DEAR MISS MANNERS: After a recent death in our family, one member had a "reception" after the funeral. Some of us went and some didn't. I brought food to the home, as is the custom. Are we automatically invited to the "reception," or must we wait for an invitation?
GENTLE READER: Actually, this might be considered a reception, in the sense that the family is receiving those who care to come and pay their respects, as opposed to giving a party for invited guests. Therefore, under normal circumstances, anyone who attended the funeral would be welcome, and the fact of the event may be announced by the person presiding over the funeral or mentioned around by members of the family.
Miss Manners threw in that part about "normal circumstances" to warn off anyone who cared about the deceased enough to attend the funeral, but knows that his or her presence would be painful to the family. This may or may not include ex-spouses, lovers, estranged relatives and known enemies. Miss Manners doesn't know who they are, but they do.
DEAR MISS MANNERS: When my son graduated from high school, his father and I (we're divorced) hosted a graduation party for family and friends on both sides, and my son insisted on a "dry" celebration -- no alcohol served. He said this was very important to him.
What I considered to be a simple matter to be decided by the hosts (as the hosts would choose to serve chicken vs. beef) became an awkward moment when my two brothers arrived separately with coolers of their favorite alcoholic beverages. I quietly informed them that my son had requested a dry celebration, and their coolers were returned to their cars.

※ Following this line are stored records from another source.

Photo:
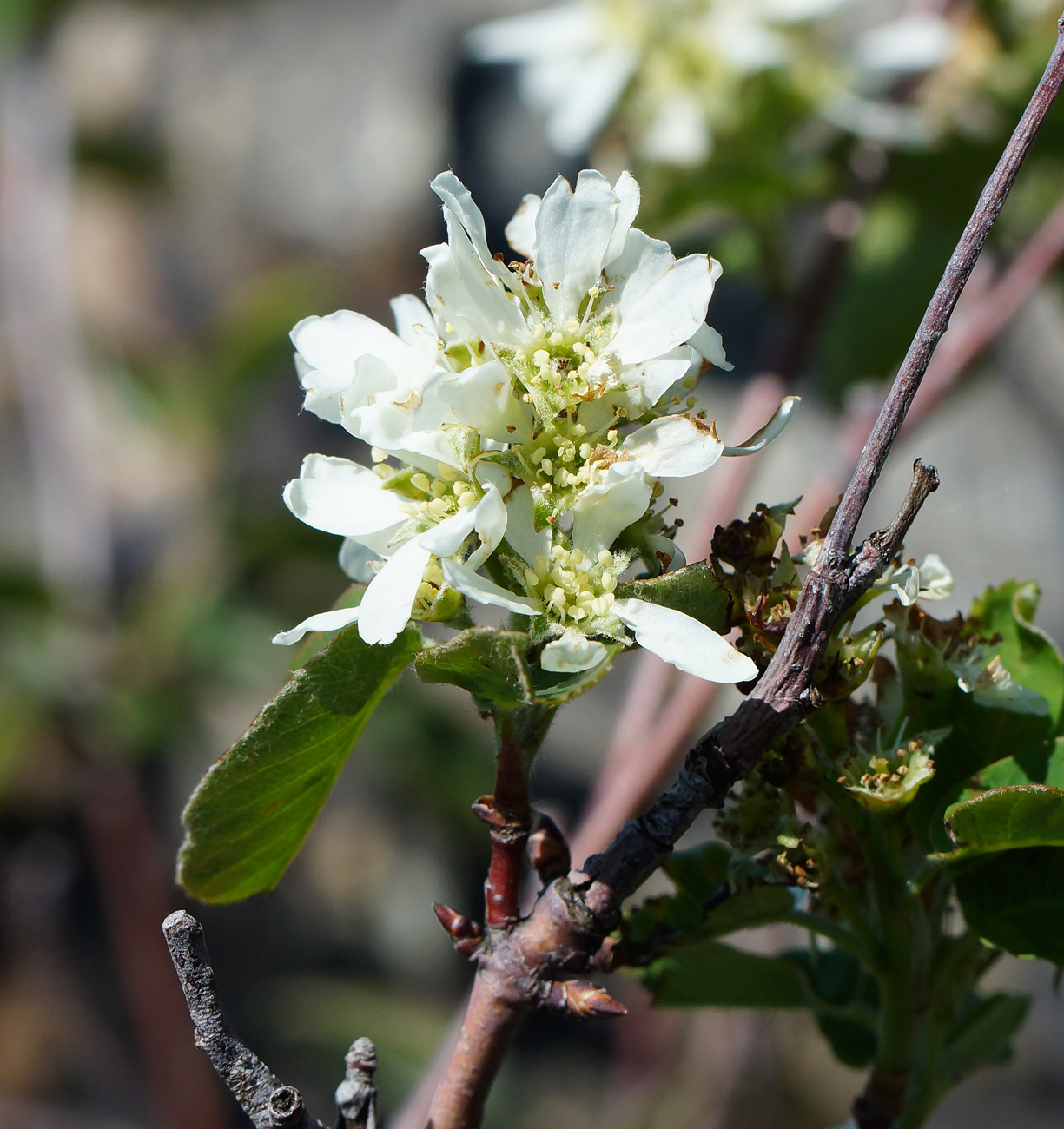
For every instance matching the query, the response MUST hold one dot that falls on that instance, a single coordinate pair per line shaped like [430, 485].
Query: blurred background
[180, 183]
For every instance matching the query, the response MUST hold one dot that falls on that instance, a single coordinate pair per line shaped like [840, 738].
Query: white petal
[627, 192]
[450, 535]
[572, 234]
[334, 343]
[935, 579]
[655, 377]
[905, 582]
[481, 398]
[409, 311]
[679, 639]
[611, 504]
[338, 496]
[673, 446]
[486, 591]
[521, 229]
[771, 430]
[489, 520]
[572, 653]
[521, 529]
[387, 603]
[662, 301]
[323, 621]
[354, 559]
[709, 343]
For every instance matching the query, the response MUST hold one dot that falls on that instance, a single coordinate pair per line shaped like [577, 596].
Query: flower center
[572, 587]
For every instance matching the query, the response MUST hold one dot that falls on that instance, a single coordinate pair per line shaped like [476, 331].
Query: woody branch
[566, 933]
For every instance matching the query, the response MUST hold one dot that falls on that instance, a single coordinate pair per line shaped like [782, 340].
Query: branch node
[285, 1107]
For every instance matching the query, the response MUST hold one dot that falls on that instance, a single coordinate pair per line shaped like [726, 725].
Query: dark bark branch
[262, 1095]
[564, 934]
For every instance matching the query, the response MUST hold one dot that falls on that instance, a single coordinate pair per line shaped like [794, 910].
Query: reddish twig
[984, 312]
[662, 710]
[565, 932]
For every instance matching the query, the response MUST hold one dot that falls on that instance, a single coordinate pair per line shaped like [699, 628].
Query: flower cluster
[519, 422]
[670, 72]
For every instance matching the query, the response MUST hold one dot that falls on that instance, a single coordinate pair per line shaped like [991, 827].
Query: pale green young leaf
[252, 811]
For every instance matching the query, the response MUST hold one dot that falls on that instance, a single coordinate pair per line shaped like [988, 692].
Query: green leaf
[1014, 899]
[694, 591]
[492, 665]
[487, 662]
[702, 870]
[1044, 764]
[253, 809]
[710, 974]
[980, 1035]
[1029, 655]
[1007, 819]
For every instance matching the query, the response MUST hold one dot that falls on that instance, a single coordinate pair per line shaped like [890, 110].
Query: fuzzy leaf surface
[694, 591]
[252, 811]
[1007, 819]
[1014, 899]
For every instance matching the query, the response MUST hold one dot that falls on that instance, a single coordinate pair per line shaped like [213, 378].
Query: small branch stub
[548, 850]
[583, 1000]
[262, 1095]
[466, 934]
[357, 1095]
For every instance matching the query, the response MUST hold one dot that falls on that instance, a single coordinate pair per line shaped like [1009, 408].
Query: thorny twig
[262, 1095]
[566, 932]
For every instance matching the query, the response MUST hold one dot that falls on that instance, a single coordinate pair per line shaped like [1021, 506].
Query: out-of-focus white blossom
[669, 75]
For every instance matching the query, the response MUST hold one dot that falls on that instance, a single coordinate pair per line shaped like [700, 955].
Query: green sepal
[493, 666]
[694, 591]
[252, 811]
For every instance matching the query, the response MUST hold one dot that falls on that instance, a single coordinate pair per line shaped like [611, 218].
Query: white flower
[681, 61]
[534, 402]
[932, 580]
[571, 593]
[338, 496]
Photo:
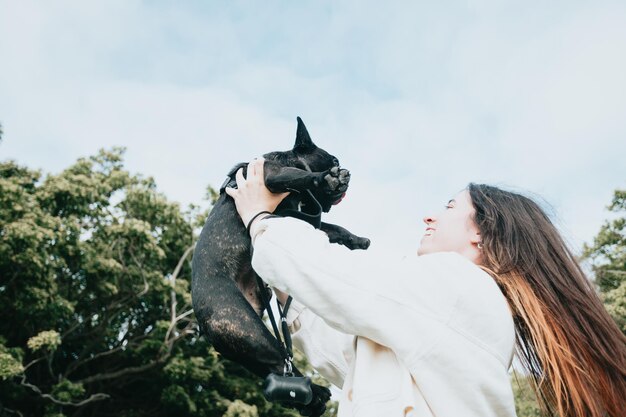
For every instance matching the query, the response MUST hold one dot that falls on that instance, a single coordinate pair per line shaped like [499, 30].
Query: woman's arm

With my son now graduating from college, we are once again planning a celebration. I need to know the correct way to handle this.
After the last party, I was told that the guests should have been informed that no alcohol would be served. I disagreed. The guests who arrived with liquor should have suggested ahead of time that they could bring some to help out, and I could have politely declined and let them know of the agreement with my son.

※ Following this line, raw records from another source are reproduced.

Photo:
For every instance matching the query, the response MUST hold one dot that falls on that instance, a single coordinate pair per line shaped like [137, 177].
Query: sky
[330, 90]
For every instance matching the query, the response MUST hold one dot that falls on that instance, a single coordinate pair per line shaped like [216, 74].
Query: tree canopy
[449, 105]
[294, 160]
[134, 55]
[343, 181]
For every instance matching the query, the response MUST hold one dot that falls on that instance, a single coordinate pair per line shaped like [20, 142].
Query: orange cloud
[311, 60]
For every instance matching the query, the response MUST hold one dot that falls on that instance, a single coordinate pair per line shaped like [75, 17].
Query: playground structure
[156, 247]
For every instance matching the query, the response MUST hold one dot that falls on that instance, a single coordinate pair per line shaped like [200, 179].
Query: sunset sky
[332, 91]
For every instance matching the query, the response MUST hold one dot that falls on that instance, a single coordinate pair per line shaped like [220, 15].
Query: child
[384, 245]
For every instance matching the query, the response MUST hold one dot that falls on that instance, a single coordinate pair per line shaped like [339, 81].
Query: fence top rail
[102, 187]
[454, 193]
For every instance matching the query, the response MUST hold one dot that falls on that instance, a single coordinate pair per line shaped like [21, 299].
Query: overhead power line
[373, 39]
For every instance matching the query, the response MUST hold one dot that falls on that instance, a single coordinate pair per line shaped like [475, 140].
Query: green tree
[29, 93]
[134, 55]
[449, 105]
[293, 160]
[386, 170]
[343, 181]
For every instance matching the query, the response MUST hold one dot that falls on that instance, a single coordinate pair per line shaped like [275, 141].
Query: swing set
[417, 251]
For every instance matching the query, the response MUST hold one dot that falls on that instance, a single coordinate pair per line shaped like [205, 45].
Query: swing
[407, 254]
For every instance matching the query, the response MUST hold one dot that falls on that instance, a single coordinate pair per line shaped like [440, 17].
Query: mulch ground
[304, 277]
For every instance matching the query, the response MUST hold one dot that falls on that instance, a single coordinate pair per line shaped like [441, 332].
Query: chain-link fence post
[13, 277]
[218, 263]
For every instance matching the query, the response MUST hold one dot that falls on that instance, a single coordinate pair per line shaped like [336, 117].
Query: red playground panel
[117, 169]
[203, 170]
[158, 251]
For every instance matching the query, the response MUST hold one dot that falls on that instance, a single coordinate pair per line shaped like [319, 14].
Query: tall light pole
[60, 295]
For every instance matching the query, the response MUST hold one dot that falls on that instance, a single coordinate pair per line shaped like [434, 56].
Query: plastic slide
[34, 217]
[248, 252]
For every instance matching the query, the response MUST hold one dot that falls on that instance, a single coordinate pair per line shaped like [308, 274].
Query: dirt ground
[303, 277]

This was not the same as a guest presenting the hosts with a bottle of wine or liquor upon arrival as a token of congratulations or thank you. The coolers were brought to ensure that the two would have a supply of their own brand, not necessarily for sharing with the other 60 guests.
GENTLE READER: Do you mean to say that in four years, your son's uncles have not succeeded in teaching him the benefits of alcohol?

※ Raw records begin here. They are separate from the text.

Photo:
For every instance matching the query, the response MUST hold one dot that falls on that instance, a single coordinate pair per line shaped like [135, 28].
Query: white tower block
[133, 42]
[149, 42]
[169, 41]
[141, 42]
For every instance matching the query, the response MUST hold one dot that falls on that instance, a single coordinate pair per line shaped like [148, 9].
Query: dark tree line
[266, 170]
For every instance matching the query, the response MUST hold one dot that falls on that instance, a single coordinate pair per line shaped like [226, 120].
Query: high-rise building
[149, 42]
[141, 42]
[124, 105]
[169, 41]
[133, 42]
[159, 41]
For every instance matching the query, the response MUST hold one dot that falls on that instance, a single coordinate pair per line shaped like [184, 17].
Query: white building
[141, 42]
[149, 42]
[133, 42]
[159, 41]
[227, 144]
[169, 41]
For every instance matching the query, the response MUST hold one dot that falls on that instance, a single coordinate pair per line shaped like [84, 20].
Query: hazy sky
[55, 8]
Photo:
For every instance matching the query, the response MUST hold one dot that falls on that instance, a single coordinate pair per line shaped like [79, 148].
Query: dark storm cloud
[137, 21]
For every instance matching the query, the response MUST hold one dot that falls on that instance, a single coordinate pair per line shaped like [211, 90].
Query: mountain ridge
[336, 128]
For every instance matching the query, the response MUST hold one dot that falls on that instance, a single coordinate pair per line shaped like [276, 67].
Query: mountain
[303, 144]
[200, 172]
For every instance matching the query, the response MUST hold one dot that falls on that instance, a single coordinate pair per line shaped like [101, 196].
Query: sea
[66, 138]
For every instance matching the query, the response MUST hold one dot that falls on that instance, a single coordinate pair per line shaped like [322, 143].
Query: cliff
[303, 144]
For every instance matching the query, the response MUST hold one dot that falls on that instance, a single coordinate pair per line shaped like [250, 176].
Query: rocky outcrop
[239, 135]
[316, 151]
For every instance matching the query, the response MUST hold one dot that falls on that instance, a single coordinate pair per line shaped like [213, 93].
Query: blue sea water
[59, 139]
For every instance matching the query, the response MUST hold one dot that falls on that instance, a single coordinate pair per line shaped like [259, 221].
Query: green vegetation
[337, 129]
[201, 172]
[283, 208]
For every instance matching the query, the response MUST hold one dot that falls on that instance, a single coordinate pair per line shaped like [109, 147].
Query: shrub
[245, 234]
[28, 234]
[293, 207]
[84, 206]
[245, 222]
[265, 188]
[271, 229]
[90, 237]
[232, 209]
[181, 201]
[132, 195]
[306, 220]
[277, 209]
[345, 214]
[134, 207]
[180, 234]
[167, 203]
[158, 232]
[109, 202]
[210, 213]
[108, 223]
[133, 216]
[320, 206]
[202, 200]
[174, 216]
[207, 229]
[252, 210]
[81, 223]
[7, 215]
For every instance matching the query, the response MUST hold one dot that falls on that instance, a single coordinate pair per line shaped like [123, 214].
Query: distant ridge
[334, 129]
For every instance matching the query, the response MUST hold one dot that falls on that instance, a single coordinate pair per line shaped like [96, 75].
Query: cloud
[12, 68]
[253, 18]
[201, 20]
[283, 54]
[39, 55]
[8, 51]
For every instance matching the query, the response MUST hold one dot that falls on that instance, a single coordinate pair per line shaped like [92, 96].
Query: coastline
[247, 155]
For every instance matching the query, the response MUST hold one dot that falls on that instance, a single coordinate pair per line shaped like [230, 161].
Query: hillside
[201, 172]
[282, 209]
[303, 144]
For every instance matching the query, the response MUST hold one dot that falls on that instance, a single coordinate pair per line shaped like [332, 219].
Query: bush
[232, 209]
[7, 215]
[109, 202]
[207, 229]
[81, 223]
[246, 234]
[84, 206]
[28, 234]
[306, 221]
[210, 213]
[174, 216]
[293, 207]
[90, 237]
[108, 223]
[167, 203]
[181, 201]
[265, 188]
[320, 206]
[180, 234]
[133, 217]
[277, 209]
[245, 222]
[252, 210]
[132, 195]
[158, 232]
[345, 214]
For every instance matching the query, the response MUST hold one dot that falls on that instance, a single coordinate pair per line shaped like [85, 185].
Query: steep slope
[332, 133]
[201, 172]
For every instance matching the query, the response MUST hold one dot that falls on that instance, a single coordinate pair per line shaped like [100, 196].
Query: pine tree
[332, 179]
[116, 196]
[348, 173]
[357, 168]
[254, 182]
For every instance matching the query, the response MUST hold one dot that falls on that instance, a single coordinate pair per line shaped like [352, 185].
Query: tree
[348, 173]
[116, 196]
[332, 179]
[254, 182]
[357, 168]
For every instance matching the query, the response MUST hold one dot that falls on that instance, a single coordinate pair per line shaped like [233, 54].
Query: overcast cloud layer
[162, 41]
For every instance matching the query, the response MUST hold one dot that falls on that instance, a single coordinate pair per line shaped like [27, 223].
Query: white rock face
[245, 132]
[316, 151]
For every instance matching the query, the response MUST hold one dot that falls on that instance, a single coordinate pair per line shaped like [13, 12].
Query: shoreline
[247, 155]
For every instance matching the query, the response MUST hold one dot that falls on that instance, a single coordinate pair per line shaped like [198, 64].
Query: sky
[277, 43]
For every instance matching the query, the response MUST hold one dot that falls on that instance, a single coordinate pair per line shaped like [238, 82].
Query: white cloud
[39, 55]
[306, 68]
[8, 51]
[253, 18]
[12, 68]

Count your blessings, and don't let them try to teach him etiquette, either. Bringing their own brand of refreshment for themselves to consume at a party would have been rude even if what they brought was a bag of pretzels.
But didn't they learn from the experience? If you feel you have to warn them not to do it again, go ahead. They're your brothers, and they are known offenders.
Otherwise, the hosts' obligation to describe the refreshments is limited to letting them know, in the invitation itself, whether there will be a meal served or whether they would be wise to take something out of the freezer for dinner.